Recurring Themes Across Both Cases
| Issue | Earlier Case | Later Case |
|---|---|---|
| Guarding failures | Inadequate guarding on compactor | Inadequate guarding on conveyor/compactor system |
| Failure to isolate machinery | Workers clearing blockages without lock-off | Worker accessed moving machinery without isolation |
| Known, foreseeable risk | Previous incidents and industry guidance ignored | Prior prosecution made the risk unequivocally known |
| Safety culture | Production pressures overrode safe practice | Same pattern persisted, showing no organisational learning |
| Management oversight | Weak supervision and unclear responsibilities | Director held personally accountable for systemic neglect |
| Legal consequences | Significant fine | Major fine + custodial sentence + disqualification |
Expert Observations — Leadership in Name Only
After the first prosecution, the company appeared to take corrective action:
- Appointment of a “Competent Person”
- Implementation of ISO 9001Quality Management System
- Director attendance at an IOSH-accredited course
But the evidence told a different story. It was very clear from digesting the organisation’s records that little care and respect for staff existed, the director had not taken heed of what can go wrong from the previous fatality and failed to ensure that work was being completed safely. My findings showed (inter alia) that:
- Competent Person duties were delegated to a junior employee with only a NEBOSH Certificate shortly after the contract was set up
- The ISO 9001 certification came from a non-UKAS body and lacked fundamental controls — even document versions couldn’t be identified (key documents such as policies, procedures and risk assessments had several versions, none of which were dated)
- The director failed to check, verify or ensure that systems for improvement were being followed
- Unsafe behaviours remained embedded in day-to-day practice, with personal risk assessment taking precedence over procedural compliance and senior managers ignoring or failing to notice them.
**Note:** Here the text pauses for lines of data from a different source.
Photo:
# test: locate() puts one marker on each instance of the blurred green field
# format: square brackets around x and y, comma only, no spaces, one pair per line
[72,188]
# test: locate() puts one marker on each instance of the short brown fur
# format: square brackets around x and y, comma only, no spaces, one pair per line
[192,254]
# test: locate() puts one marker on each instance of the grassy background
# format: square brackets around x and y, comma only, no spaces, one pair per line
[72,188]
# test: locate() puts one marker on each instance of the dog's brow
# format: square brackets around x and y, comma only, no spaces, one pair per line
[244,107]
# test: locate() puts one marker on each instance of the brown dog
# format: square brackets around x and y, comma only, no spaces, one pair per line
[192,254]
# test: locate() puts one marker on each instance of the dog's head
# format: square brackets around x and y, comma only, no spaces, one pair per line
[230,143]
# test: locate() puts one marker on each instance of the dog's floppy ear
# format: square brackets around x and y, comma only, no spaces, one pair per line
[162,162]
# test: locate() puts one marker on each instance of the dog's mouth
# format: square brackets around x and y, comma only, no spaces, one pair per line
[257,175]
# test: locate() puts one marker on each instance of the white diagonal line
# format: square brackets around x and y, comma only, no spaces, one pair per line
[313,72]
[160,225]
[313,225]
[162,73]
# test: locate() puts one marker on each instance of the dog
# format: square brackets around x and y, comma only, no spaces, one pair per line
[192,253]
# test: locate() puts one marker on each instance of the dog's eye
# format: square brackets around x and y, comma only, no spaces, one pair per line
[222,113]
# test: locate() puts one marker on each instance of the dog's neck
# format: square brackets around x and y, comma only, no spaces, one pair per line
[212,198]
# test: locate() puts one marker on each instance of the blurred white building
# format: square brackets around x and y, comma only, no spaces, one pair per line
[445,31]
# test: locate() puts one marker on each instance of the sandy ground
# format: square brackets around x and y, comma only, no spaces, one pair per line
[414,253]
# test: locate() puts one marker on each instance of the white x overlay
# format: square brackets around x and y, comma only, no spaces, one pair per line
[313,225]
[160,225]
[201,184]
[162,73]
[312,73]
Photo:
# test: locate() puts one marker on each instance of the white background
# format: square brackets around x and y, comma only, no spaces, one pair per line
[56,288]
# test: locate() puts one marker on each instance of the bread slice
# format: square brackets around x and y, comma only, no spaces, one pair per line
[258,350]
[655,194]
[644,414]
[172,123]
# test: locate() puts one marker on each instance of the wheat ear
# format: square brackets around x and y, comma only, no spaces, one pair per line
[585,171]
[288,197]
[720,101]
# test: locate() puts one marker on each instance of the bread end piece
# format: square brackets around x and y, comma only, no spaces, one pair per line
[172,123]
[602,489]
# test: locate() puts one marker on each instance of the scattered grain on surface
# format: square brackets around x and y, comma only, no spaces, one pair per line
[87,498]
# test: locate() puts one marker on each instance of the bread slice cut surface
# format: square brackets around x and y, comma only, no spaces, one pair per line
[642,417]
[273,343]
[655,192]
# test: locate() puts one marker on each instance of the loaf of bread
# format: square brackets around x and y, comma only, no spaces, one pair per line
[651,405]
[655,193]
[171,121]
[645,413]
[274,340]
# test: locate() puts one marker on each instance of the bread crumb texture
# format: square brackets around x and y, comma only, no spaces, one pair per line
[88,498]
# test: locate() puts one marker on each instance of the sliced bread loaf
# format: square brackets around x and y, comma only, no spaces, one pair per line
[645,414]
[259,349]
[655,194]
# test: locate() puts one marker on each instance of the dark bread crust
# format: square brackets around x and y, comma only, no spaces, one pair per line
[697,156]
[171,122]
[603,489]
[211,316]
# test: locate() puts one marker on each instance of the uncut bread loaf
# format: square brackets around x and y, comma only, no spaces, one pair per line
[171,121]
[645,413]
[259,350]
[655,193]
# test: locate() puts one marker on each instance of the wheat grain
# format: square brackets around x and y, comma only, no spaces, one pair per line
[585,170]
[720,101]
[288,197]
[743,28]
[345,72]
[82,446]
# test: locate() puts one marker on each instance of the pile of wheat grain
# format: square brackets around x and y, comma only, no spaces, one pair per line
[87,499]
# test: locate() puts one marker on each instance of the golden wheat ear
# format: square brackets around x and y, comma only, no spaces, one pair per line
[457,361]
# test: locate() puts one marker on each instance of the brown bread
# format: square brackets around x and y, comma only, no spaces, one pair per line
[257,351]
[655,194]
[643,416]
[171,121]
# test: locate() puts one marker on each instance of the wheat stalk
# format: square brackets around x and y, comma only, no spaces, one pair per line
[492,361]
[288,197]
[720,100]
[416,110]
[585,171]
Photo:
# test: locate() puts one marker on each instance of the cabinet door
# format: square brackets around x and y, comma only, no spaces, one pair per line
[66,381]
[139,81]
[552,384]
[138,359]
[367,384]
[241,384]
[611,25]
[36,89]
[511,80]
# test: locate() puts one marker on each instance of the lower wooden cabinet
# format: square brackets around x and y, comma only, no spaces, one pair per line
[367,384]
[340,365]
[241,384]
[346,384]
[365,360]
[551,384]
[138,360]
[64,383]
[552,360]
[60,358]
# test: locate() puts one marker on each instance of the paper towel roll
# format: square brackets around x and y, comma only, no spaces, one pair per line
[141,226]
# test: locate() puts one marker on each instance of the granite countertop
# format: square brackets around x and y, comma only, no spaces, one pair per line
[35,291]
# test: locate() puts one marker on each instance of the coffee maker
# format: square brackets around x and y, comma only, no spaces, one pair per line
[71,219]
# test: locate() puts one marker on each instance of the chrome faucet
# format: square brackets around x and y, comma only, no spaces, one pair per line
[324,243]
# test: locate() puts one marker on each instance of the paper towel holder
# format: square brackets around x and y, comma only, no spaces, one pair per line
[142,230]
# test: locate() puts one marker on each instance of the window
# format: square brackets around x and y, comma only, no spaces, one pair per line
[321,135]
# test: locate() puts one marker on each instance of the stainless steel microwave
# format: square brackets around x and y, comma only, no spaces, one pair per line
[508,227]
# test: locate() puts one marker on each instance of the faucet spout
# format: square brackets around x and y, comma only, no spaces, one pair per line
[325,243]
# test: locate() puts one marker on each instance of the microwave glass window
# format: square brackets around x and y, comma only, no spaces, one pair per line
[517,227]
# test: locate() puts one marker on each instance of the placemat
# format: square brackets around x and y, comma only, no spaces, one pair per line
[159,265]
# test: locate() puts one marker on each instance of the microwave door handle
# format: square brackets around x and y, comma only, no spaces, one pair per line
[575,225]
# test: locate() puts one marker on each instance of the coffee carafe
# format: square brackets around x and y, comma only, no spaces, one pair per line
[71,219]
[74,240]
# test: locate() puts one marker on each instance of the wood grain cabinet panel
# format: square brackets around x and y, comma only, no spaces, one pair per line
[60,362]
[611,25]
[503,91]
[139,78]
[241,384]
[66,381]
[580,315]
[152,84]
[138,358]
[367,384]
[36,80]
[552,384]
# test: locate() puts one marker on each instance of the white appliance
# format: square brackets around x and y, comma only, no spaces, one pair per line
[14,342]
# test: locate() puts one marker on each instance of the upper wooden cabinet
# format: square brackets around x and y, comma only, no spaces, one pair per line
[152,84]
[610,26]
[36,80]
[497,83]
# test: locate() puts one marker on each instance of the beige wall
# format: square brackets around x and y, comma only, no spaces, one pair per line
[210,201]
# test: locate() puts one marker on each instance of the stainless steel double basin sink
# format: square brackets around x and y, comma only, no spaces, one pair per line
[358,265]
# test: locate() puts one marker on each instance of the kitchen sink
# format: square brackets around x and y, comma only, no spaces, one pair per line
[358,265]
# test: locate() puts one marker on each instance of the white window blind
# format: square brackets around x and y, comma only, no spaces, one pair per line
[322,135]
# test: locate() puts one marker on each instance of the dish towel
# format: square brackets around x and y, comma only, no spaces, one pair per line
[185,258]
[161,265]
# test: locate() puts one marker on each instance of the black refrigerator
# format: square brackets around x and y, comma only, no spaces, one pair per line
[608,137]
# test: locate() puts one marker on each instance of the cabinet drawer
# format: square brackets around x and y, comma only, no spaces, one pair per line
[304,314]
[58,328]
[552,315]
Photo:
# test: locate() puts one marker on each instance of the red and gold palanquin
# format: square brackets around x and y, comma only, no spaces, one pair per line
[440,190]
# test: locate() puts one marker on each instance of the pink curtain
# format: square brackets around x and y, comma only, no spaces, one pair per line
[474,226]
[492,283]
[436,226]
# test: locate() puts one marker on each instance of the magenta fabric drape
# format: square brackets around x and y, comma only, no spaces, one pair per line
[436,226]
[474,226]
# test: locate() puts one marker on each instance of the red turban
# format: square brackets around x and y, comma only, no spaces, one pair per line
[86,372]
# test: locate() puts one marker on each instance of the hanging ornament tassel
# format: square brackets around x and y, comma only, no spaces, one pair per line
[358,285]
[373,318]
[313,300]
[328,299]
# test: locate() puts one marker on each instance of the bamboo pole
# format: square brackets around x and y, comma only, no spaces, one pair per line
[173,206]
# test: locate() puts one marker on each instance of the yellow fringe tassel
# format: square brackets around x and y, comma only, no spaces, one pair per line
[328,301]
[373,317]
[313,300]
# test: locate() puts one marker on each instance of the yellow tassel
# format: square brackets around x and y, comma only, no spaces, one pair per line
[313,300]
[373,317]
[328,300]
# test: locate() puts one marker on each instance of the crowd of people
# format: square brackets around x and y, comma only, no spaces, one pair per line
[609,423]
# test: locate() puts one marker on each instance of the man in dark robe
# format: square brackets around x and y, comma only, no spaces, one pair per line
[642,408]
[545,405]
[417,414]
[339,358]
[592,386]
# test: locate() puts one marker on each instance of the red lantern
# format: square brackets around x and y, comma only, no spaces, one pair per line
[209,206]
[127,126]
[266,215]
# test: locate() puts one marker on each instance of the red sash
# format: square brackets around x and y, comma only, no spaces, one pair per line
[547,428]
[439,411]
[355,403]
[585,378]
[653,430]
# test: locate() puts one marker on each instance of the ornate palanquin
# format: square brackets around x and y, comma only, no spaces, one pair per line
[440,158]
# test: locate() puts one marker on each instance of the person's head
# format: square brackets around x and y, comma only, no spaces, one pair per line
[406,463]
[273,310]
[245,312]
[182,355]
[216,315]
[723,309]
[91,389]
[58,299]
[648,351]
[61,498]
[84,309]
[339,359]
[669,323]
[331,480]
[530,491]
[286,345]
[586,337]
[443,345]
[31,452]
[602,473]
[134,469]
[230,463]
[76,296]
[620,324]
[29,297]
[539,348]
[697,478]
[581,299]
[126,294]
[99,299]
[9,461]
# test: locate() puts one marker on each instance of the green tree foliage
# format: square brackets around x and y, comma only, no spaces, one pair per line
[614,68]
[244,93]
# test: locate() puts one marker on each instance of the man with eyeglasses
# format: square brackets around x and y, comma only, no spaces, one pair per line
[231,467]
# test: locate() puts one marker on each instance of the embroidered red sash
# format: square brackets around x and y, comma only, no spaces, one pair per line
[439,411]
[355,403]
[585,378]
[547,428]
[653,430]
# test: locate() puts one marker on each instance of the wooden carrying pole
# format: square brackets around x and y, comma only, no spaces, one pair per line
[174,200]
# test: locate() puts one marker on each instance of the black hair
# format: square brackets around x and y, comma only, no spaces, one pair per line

These were tick-box responses, not meaningful governance. And when leadership signals that compliance is optional, poor culture follows, and safety failure is the result.
The result was fatal.
Summary
This case demonstrates a simple truth; systems fail when leaders fail. And a safety failure can be catastrophic – to the teams exposed to risk, to the managers and others responsible, to the directors who are accountable, and to public reputation and reputational damage.
Warnings were clear. Risks were known but improvements were superficial.
The organisation paid a heavy price, but a worker (and the worker’s friends and family) paid the ultimate one.
A Final Thought for Leaders
If you think safety failures are operational issues and not for senior managers and boards, unless they are really serious you are wrong. Incidents which appear to be insignificant but are frequently occurring are warning signs. Having oversight of these is essential as the consequences land squarely at the top.
If Directors and other leaders delegate but without having any of their own assurance checks in place they leave themselves and others in the organisation vulnerable. The director in this case clearly wiped his hands of the problem once he thought he had set some systems up. There was scant consideration of quality, consistency or checking basic management systems. There were no processes in place for assurance, let alone reassurance that operations were working legally and safely
This shows that Boards and senior leaders need a combination of reassurance and assurance. They are not the same thing. Reassurance is about comfort and tells senior leaders that things feel under control. The key difference with assurance is evidence; this shows that your teams have verified controls which are shown to be working. Senior leaders need a combination of both to have some level of confidence that safety failure is not a topic on their meeting agenda.